What exactly is "a stop job", as in "A stop job is running..."?

systemd operates internally in terms of a queue of "jobs". Each job (simplifying a little bit) is an action to take: stop, check, start, or restart a particular unit.

When (for example) you instruct systemd to start a service unit, it works out a list of stop and start jobs for whatever units (service units, mount units, device units, and so forth) are necessary for achieving that goal, according to unit requirements and dependencies, orders them, according to unit ordering relationships, works out and (if possible) fixes up any self-contradictions, and (if that final step is successful) places them in the queue.

Then it tries to perform the enqueued "jobs".

A stop job is running for Session 1 of user xy

The unit display name here is Session 1 of user xy. This will be (from the display name) a session unit, not a service unit. This is the user-space login session abstraction that is maintained by systemd's logind program and its PAM plugins. It is (in essence and in theory) a grouping of all of the processes that that user is running as a "login session" somewhere.

The job that has been enqueued against it is stop. And it's probably taking a long time because the systemd people have erroneously conflated session hangup with session shutdown. They break the former to get the latter to work, and in response some people alter systemd to break the latter to get the former to work. The systemd people really should recognize that they are two different things.

In your login session, you have something that ignores SIGTERM or that takes a long time to terminate once it has seen SIGTERM. Ironically, the former is the long-standing behaviour of some job-control shells. The correct way to terminate login session leaders when they are these particular job-control shells is to tell them that the session has been hung up, whereupon they terminate all of their jobs (a different kind of job to the internal systemd job) and then terminate themselves.
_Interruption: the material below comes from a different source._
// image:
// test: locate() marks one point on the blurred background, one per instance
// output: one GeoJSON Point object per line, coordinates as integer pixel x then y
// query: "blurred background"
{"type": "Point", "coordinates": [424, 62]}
What's actually happening is that systemd is waiting the unit's stop timeout until it resorts to SIGKILL. This timeout is configurable per unit, of course, and can be set to never time out. Hence why one can potentially see different behaviours.

Further reading

  • Lennart Poettering (2015). systemd. systemd manual pages. Freedesktop.org.
  • Jonathan de Boyne Pollard (2016-06-01). systemd kills background processes after user logs out. 825394. Debian bug tracker.
  • Lennart Poettering (2015). systemd.kill. systemd manual pages. Freedesktop.org.
  • Lennart Poettering (2015). systemd.service. systemd manual pages. Freedesktop.org.
  • Why does bash ignore SIGTERM?
  • https://superuser.com/questions/1102242/

These messages are from systemd, which is a init system which starts and stops jobs. Jobs can be daemons, but can also little tasks such as mounting and unmounting disks, deleting /tmp, or saving and restoring screen brightness across boot. systemctl list-units gives you the idea. Systemd uses "unit" and "job" to mean much the same thing.

When a job is being stopped, as with systemctl stop ..., then a question is how long to wait for the job to complete before declaring failure and killing the job's processes with the SIGKILL signal. We really don't want to use SIGKILL unless we have to, as it doesn't give the opportunity for the process to exit cleanly. For some processes a few seconds might be ample time to declare failure, for other processes like a database there might be substantial network and disk I/O for the job to stop cleanly, and therefore we might give those units several minutes to shut down cleanly.

What you are seeing upon shutdown is the equivalent of systemctl stop $UNIT_NAME which is taking some time to run. There is a counter which shows elapsed seconds and the maximum waiting time before SIGKILL will be issued and the shutdown proceed regardless.

Unless there are good reasons to expect a long delay, this usually indicates some sort of malfunction. That might range from a DHCP server not responding to a Release and thus the Release action needing to time out, or some error causing a daemon to never exit.